Liz Clist
A Radiant Nature
Story by Diane McMahon
Photography by Amy March, Coastline Imagery
Liz Clist is the author of The Spiritual Revelations of a Career Woman: The Truth About My Life. The title is intriguing and revealing, but no more so than the woman herself. Before I met Liz, I spent an intense Friday night reading her book cover to cover. After we met, I spent an intense night reflecting on the multiple facets that form this woman.
The atmosphere that surrounds Liz and the environment she has created is radiant. She greets me at her front door and I enter a space infused with energy, light and vitality. The view outside (the reason she and her husband Todd bought the lot) directs the eye to sculptural live oaks that frame the marsh. Inside, the collection of glass sculptures from renowned American glass sculptor Dale Chihuly is brilliantly lit, creating the impression the pieces have an internal light source. They are a metaphor for Liz: beautiful, multi-faceted and illuminated from within.
She may have spent much of her adulthood as a successful career woman, but Liz has the soul and vision of an artist—an artist with a wide streak of perfectionism. Apologizing for a minute streak on her glass table, where we sit down to talk, she laughs at her obsessiveness. She admits to a tendency “to want to control things” which she works on “controlling.” Her excuse is she has a highly developed sense of “aesthetics.” We laugh, acknowledging that perfectionism is one of those pernicious forms of self-punishing egotism that can impede spiritual growth. “It’s a lifelong process.” Liz’s deep laugh has the humor of self-knowledge and self-acceptance. She says, “I learned that “fear” means there is no God; “perfectionism” means there is no compassion.”
As a natural interviewer who honed her talent while writing her book and talking with hundreds of career women about their own spiritual development, Liz is not accustomed to being the interviewee. I’m required to remind her, “Liz, this isn’t about me,” as she adroitly turns a question back on me. There is no sense that she’s stonewalling or evasive. She’s just tremendously curious and interested.

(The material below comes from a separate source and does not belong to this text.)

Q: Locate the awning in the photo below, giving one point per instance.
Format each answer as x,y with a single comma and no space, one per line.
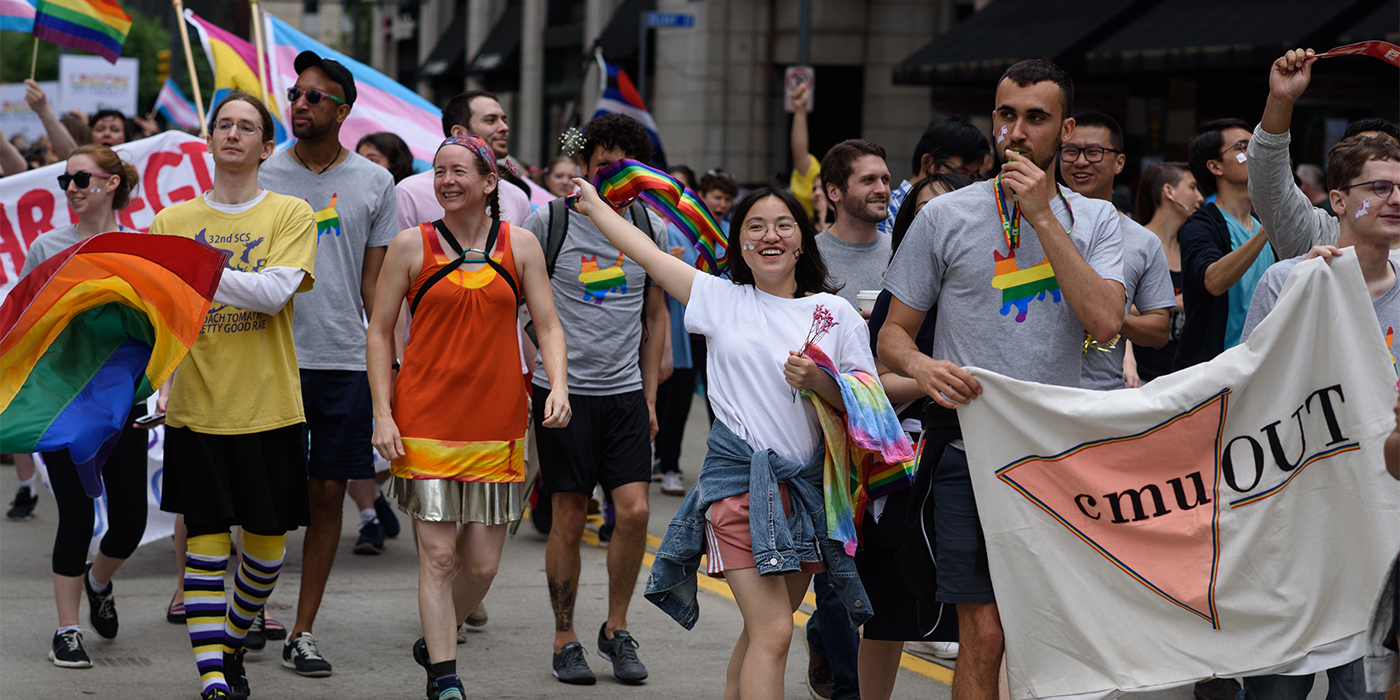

This curiosity and insatiable desire to learn have always been parts of who she is. Her role model was her grandmother, a banker in the 1930s, who became President of the American Institute of Banking. Raised with no sense of limitation and a “penchant for introspection,” Liz got her bachelor’s degree in psychology. She pursued a high-powered career in business marketing, becoming the president of her professional association. She later worked for Marriott, where she met and then married Todd Clist on July 29, 1989. Liz says she has always had an intuitive sense of who she is and who she wanted to be. She describes herself as “destiny driven” and explains that she has generally trusted her gut instincts to lead her forward.
Her marriage to Todd—a recent widower and father of two at the time—required some major adjustments. Liz was instantly a mother—for the first time—to Todd’s teenage son and daughter. She also quit her job to stay at home for the next year. She started a consulting company and became fascinated “with the link between certain values and both personal and business success.” By the spring of 1994 she was signed up for the Masters of Art Interdisciplinary Studies program entitled “Culture, Ideas and Values” offered at George Mason University in Northern Virginia. Ideas for her book began germinating there.
Her book is the result of years of research and study. While studying the world’s great religious and philosophical traditions she discovered “her wisdom within” as she deepened her personal spirituality and clarified the contours of her personal faith.
“It is a continual practice to listen to my core, but’s that where I find my deepest faith.” For me, faith has two synonyms: hope and trust. I hope that there is an ultimate meaning to life and trust that the Source of the universe is good…Faith also helps remind me of my place in the bigger scheme of things… To have this faith in a higher power requires humility and surrender. After spending most of my adult years putting faith in my personal ability to succeed in the workplace, cherishing my tough independence and believing in my individual strength to survive, being humble is a great test for my faithfulness. To move beyond the limited view of myself as “What I do for a living” can be frightening without faith. My spiritual journey is like the cup of dirt containing the unseen seed of my spiritual essence…Being truthful is the “miracle grow” that continues to cultivate my seed. (Excerpted from Clist’ book)
Liz’s faith is concretely expressed in her commitments to service, community and philanthropy. Here in Hilton Head she serves on the board of the Technical College of the Lowcountry Foundation, which has raised more than two million dollars of private sector donations for student scholarships and educational enhancements. She is also on the board of the Hilton Head Symphony Orchestra. She started “Women in Philanthropy,” part of the Community Foundation, 11 years ago. It has provided over a million dollars in designated grants.
Perhaps the hallmark of a person with a strong spiritual core—someone brave enough to wrestle with the truth of her life—is that all parts, positive and negative, are free to come to light. Maybe that’s the source of radiance.
Up Close:
Afterthoughts: Liz called me next morning with “thoughts while showering.” We’d discussed that humans have four parts: body; mind; emotions; spirit. The goal is to achieve balance. That morning she amended herself. “You can’t always achieve balance. But you can achieve awareness.” This woman never stops thinking.
Relationship: Her marriage is a 25-year love affair.